All this to say.

Last night, price   I featured at an open mic in Rancho Cucamonga with friends turned family to smile at in the audience.

Last night, what is ed  

I was surrounded by creatively driven individuals with a simple heartbeat to my own artistic one.

This morning,

I stumbled out of my floor made bed at 9:30am to head over to a studio in the den of a home belonging to a handful of dudes and made magic.

This morning,

is orientation for Grad School at APU and it sort of all just hit me that this next year will not even be remotely close to anything I could have planned or expected.

Right now,

I am sitting in a coffee shop listening to the music generated by the wonderfully gifted Aiken Music that my own words will be able to dance with in an poetry and music short album.

All that to say, there is no place I would rather be.

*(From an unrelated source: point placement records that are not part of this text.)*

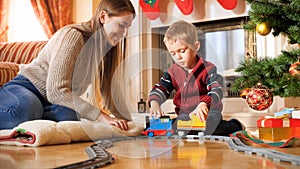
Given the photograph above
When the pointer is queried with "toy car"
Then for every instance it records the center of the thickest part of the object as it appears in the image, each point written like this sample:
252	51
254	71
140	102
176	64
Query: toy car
159	126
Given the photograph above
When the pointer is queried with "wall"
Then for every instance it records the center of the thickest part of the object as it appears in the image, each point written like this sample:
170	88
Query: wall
83	10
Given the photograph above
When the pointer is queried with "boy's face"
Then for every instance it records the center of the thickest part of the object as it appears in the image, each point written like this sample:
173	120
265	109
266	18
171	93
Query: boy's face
182	54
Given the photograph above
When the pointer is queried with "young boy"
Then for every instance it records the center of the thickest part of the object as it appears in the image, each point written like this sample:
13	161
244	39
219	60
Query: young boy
196	82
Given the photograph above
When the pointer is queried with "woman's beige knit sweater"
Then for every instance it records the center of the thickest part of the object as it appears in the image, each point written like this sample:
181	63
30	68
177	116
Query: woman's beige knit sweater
52	71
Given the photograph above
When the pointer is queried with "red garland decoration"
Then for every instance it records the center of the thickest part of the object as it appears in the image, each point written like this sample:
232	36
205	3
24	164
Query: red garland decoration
228	4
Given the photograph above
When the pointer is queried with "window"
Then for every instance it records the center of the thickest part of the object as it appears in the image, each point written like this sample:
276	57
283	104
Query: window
23	24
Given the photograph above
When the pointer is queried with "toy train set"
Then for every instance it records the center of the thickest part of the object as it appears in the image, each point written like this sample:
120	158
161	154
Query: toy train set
166	126
99	157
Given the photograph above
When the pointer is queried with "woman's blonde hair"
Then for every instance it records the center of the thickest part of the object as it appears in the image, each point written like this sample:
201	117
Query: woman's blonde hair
107	58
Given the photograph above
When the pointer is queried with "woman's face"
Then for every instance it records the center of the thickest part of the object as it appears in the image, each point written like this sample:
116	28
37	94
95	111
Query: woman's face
116	27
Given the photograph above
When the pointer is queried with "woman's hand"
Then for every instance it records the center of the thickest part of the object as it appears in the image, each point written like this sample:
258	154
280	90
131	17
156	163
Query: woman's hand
120	123
155	109
200	111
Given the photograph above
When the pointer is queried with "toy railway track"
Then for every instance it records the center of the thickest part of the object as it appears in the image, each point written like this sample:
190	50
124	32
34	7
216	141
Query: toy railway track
99	157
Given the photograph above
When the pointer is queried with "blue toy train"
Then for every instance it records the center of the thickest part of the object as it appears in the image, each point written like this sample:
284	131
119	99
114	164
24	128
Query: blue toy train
166	126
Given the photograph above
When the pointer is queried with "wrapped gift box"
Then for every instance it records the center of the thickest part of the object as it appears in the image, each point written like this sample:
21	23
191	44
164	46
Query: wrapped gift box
276	129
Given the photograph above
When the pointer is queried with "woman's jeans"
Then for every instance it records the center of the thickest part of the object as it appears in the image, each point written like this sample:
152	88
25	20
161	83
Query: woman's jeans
20	101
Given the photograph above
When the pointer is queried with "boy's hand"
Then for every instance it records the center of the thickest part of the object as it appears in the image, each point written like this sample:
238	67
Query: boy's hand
155	109
200	111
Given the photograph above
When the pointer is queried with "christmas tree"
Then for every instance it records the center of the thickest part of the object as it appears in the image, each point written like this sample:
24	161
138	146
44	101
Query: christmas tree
280	74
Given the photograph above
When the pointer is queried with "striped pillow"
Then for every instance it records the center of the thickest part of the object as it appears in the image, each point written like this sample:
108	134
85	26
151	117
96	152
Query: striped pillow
8	70
20	52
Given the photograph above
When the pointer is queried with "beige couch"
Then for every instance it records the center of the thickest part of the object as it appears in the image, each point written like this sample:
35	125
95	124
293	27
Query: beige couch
15	53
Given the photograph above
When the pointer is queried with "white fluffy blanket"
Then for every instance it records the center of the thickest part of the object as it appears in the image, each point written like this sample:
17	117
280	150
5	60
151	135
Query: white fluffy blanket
45	132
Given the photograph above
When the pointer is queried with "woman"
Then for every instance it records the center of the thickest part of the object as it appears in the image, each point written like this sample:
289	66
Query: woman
77	57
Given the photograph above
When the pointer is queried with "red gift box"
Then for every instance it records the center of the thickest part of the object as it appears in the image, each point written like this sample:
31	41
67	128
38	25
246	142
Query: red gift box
278	123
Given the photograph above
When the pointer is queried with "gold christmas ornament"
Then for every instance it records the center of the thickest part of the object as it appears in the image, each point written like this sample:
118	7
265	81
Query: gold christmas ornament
263	28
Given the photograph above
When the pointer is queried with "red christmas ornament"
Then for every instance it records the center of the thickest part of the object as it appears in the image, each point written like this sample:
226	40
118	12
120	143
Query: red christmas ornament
228	4
259	97
185	6
150	8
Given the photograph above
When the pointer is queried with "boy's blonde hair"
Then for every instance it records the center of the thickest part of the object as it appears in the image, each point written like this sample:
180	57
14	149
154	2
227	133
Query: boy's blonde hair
182	30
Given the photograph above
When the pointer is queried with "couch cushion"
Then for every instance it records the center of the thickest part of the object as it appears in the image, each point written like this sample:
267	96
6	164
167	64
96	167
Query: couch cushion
8	70
20	52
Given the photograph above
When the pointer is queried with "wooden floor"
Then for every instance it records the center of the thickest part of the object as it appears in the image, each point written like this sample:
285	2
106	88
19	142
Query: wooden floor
136	154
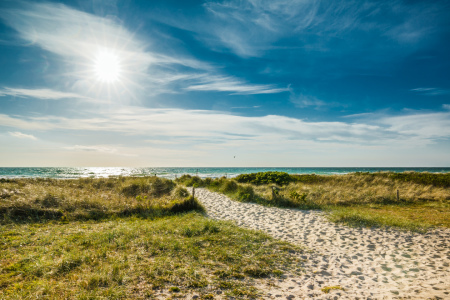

Some of you know my story with embracing this whole artistic aspect of me. I struggled with it hardcore, went to an Arts High School and thrived  there but then I graduated and thought “Okay, now time to do “real” work. The same thing happened when I finished at APU, okay you graduated...now go find some "real work". Whatever the heck that even means.

But right now, I am even more sure that this is not a hobby. This is not a side gig. This is engrained in my very being and it ebbs and flows out of me at any possible chance I give it.

I’m not entirely sure what the purpose of this blog is but I know I was supposed to write it. I think maybe it’s simply a encouragement to you that if it seems crazy, if you run from it…then maybe that’s exactly where you need to be and what you need to be doing.

God has a wonderful way of bringing us to the very edge of the shore, the edge of a cliff and asking do we trust him? Not to scare us or play some type of game but because his intention was never for us to drown, never for us to fall.

I am a dreamer. A big one, sometimes a reckless one, sometimes more calculated than necessary. The kind of dreamer who skips rocks on clouds and stuff like that.

But sometimes even with dreamers reality comes knocking real hard, so I guess all this is to say…open the door.

Stare reality in the face and tell it that your God is bigger.